Le président de la Fédération italienne de football, Gabriele Gravina, a présenté ses excuses publiques. Formule obligatoire, geste attendu. Le problème, c'est que les excuses sonnent creux quand elles se répètent à l'identique tous les quatre ans. Une partie significative des supporters italiens ne réclame plus des regrets : elle réclame des têtes. Et peut-être plus fondamentalement, un projet.

Peut-on encore croire à une reconstruction sérieuse du football italien ?

La question paraît naïve, et pourtant elle mérite d'être posée sérieusement. L'Italie a les ressources humaines, les infrastructures, la culture tactique pour redevenir une puissance. Aucune fatalité géographique ou démographique n'explique ce naufrage répété. La France, l'Espagne, le Portugal ont tous traversé des déserts puis retrouvé des sommets. La Turquie, longtemps considérée comme un vivier brut peu structuré, envoie régulièrement ses clubs en Ligue des Champions et ses joueurs dans les plus grands championnats européens.

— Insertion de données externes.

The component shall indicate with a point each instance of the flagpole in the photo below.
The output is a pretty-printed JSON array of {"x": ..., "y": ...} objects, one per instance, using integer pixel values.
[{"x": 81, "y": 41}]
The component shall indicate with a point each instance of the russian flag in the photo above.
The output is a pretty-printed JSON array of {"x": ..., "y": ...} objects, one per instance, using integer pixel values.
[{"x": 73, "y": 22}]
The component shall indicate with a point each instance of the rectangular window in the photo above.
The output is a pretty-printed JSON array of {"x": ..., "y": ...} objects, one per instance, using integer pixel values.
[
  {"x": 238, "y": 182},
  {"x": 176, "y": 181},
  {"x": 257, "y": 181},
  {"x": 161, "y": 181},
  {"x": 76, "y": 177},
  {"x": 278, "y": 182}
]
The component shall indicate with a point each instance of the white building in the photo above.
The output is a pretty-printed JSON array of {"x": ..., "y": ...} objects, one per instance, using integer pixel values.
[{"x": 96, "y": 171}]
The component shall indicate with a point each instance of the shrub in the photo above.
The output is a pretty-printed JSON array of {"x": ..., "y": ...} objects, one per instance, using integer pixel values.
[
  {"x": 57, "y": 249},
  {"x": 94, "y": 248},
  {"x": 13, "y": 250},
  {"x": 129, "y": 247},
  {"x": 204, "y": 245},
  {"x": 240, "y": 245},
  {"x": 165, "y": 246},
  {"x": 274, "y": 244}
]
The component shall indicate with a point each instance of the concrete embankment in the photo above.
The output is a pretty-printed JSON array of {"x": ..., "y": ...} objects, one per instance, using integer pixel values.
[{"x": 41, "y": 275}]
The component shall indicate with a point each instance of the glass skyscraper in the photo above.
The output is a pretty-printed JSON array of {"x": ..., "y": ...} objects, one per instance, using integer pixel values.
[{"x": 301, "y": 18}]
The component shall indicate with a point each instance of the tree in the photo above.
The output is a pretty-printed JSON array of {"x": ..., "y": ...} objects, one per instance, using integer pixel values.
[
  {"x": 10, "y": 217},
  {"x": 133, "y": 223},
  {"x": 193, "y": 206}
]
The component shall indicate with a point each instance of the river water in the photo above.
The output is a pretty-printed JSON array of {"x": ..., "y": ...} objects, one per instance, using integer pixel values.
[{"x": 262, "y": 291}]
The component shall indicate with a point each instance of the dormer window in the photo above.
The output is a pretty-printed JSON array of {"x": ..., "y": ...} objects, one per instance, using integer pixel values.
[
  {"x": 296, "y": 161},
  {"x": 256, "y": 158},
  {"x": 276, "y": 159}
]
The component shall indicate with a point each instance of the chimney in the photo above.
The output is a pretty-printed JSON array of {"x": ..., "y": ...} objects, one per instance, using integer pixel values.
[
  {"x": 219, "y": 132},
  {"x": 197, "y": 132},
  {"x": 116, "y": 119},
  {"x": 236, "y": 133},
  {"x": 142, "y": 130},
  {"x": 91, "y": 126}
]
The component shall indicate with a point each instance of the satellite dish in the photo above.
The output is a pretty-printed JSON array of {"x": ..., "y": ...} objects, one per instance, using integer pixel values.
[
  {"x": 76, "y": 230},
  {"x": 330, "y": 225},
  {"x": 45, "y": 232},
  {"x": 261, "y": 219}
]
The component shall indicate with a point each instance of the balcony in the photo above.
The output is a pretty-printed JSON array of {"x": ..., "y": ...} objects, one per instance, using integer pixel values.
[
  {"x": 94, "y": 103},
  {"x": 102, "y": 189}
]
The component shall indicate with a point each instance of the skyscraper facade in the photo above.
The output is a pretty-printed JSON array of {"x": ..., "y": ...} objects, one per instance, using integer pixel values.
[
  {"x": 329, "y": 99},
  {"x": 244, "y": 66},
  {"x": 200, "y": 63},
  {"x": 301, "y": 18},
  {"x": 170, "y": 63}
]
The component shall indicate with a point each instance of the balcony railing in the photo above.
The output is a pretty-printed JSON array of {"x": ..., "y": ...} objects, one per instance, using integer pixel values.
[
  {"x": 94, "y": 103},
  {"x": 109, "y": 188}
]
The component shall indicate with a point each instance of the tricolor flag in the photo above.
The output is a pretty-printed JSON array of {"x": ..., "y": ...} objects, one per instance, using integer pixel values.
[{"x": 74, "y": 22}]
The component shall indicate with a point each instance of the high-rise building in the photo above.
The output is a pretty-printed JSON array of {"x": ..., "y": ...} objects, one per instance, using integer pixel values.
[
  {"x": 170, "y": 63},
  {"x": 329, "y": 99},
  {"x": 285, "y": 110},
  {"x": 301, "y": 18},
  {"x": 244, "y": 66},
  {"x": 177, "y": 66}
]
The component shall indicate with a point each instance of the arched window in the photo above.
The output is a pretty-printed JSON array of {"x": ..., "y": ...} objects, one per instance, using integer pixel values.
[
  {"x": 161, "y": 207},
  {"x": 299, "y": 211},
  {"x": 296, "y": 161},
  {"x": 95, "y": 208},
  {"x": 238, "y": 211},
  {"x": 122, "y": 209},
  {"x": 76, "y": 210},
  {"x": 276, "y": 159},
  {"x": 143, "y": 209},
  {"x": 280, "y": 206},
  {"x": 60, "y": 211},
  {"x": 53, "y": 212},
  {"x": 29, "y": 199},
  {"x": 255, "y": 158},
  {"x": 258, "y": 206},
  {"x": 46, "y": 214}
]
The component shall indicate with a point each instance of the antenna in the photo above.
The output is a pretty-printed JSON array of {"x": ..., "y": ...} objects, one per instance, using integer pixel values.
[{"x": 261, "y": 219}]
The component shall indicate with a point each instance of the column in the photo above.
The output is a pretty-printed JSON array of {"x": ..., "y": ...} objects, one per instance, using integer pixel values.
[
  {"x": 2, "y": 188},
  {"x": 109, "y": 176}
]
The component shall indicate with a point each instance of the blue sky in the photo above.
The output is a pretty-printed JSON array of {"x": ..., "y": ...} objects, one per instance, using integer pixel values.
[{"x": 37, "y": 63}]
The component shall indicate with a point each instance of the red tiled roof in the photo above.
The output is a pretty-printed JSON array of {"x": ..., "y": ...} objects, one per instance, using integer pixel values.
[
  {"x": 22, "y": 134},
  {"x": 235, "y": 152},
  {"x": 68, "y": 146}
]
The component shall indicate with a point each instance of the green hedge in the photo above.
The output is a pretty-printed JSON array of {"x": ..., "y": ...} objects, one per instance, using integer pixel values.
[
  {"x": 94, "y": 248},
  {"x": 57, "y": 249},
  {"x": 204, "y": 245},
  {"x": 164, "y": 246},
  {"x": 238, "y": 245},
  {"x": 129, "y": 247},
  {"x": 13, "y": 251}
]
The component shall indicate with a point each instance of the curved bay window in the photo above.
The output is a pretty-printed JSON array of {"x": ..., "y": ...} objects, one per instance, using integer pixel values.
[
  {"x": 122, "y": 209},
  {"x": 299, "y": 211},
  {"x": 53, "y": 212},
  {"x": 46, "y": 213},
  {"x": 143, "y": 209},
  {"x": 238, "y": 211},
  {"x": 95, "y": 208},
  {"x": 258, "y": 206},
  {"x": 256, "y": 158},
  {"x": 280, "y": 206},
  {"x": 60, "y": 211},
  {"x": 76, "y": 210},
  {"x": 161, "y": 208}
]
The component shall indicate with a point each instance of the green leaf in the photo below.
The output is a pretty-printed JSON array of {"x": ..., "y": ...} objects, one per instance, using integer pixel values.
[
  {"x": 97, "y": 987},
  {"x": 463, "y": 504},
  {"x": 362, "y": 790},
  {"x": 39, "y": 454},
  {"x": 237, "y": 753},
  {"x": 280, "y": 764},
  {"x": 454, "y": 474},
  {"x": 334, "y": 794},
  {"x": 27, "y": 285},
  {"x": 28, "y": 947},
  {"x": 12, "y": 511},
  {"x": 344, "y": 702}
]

Ce qui manque à l'Italie, selon de nombreux observateurs locaux, c'est précisément ce que le football ibérique a su construire dans les années 2000 : une philosophie de jeu commune, transmise de la formation jusqu'au niveau professionnel. La Nazionale a longtemps vécu sur l'héritage de la catenaccio revisité, de la solidité défensive érigée en identité. Mais une identité sans projection devient un mausolée.

Le nom de Claudio Ranieri circule pour la succession sur le banc, lui qui a accepté récemment de prendre en main la Roma dans une mission de pompier de luxe. D'autres pistes mènent vers des profils plus jeunes, moins marqués par l'ère passée. Mais le vrai enjeu n'est pas le nom du prochain sélectionneur. Il est dans la volonté — ou l'absence de volonté — de la Federazione Italiana Giuoco Calcio de réformer en profondeur le système de formation, les règles de composition des effectifs en Serie A, et la gouvernance globale d'un football qui se regarde encore dans le miroir de ses titres passés.

Quatre étoiles sur le maillot bleu. Deux Euros. Un palmarès qui écrase et, parfois, paralyse. Le poids de l'histoire peut être un moteur ou une prison. Pour l'Italie, il semble avoir fini par fonctionner comme une seconde. En 2026, au Canada, au Mexique et aux États-Unis, la Coupe du monde se déroulera encore sans les Azzurri — à moins que les qualifications directes ne leur offrent une porte de sortie que les barrages leur ont systématiquement claquée au nez. D'ici là, une génération entière de jeunes supporters italiens aura grandi sans jamais voir leur équipe nationale dans un Mondial. Ce n'est pas qu'un problème sportif. C'est une fracture générationnelle avec le football que l'Italie pensait lui appartenir de droit.